SEEDS:: List of seeds to train.
VERBOSE:: Log information level.
NUM_DISCRETIZATION_BINS:: Number of discretized actions or bins. Only relevant for PAM and the discretization wrapper.
HPO_RESULTS_PATH:: Path to store a dataframe with the results for each trial during the hyperparameter optimization.
TRAINING_RESULTS_PATH:: Path to store the final models.
CONFIGURATION_PATH:: Path to store a dictionary of the training configuration for reproducability.
EXPERIMENTS_PATH:: Path to store a summary of all trained models describing the location of the corresponding config and model.

Evaluation Configuration

ALGORITHM_NAME:: Name of the algorithm to evaluate.

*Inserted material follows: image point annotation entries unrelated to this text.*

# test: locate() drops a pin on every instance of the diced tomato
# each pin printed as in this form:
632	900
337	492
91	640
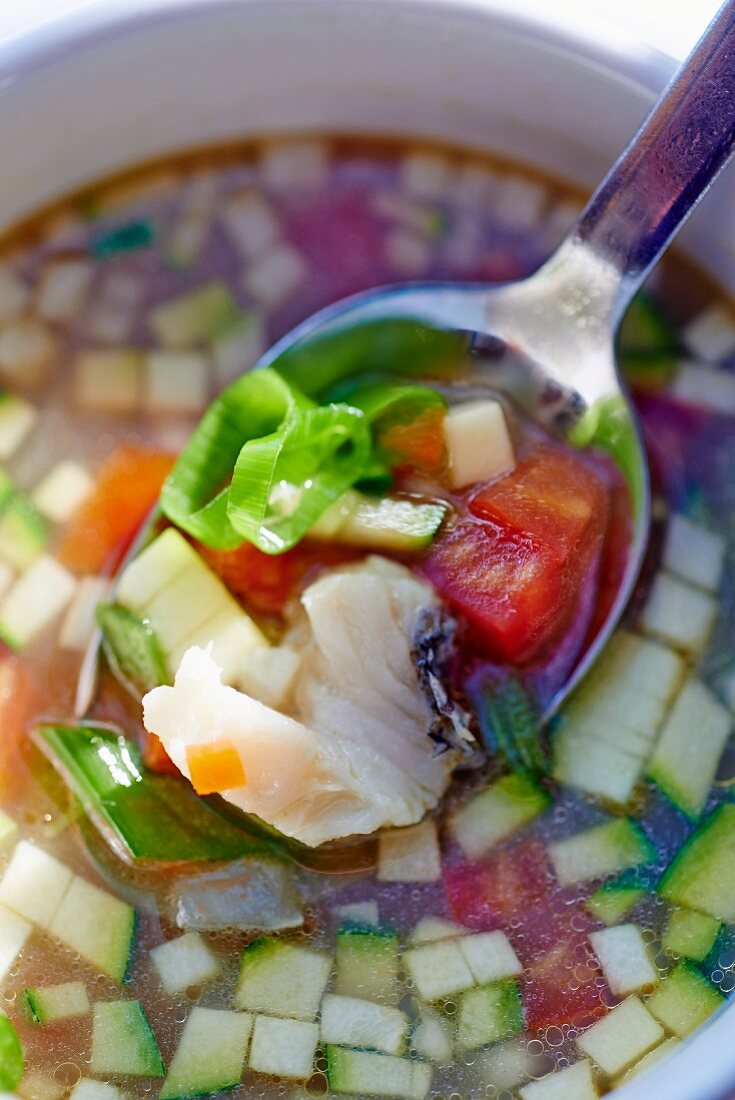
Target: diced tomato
127	487
489	894
516	569
266	582
420	443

The agent will be looked up in a experiments file and the corresponding config and model loaded.
ENV_CONFIG:: Dictionary of the environment parameters.
SEEDS:: List of seeds to evaluate.
OBSTACLES:: List with the numbers of obstacles to evaluate.
EXPERIMENTS_PATH:: Path to an existing experiments file which contains the algorithm to evaluate.
EPISODE_RESULTS_PATH:: Path to store the results summarizing entire episodes.
STEP_DATA_PATH:: Path to store the results for describing every time step of each episode.
RECORD:: Path to store videos of the rollouts. None if videos should not be saved.